The synergy of AI, machine learning, and deep learning

Machine learning actually means the computer learns from the data it receives, and algorithms are embedded in it to perform a specific task. Machine learning involves computers learning from data and identifying patterns. Deep learning, a more complex form of machine learning, uses layered algorithms inspired by the human brain.

 

 

Deep learning describes algorithms that analyze data in a logical structure, similar to how the human brain reasons and makes inferences.

To achieve this goal, deep learning uses algorithms with a layered structure called Artificial Neural Networks. The design of algorithms is inspired by the human brain’s biological neural network.

AI algorithms now aim to mimic human decision-making, combining logic and emotion. For instance, deep learning has improved language translation, making it more natural and understandable.

 

Read about: Top 15 AI startups developing financial services in the USA

 

A clear example that can be presented in this field is the translation machine. If the translation process from one language to another is based on machine learning, the translation will be very mechanical, literal, and sometimes incomprehensible.
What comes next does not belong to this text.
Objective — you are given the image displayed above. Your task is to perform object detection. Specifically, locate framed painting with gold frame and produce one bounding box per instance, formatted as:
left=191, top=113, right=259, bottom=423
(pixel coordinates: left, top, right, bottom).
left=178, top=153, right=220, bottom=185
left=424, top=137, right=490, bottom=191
But if deep learning is used for translation, the system involves many different variables in the translation process to make a translation similar to the human brain, which is natural and understandable. The difference between Google Translate 10 years ago and now shows such a difference.

 

AI’s role in stock market forecasting: A new era

 

AI stock market prediction
3D rendering humanoid robot analyze stock market

 

One of the capabilities of machine learning and deep learning is stock market forecasting. Today, in modern ways, predicting price changes in the stock market is usually done in three ways.

  • The first method is regression analysis. It is a statistical technique for investigating and modeling the relationship between variables.

For example, consider the relationship between the inflation rate and stock price fluctuations. In this case, the science of statistics is utilized to calculate the potential stock price based on the inflation rate.

  • The second method for forecasting the stock market is technical analysis. In this method, by using past prices and price charts and other related information such as volume, the possible behavior of the stock market in the future is investigated.

Here, the science of statistics and mathematics (probability) are used together, and usually linear models are applied in technical analysis. However, different quantitative and qualitative variables are not considered at the same time in this method.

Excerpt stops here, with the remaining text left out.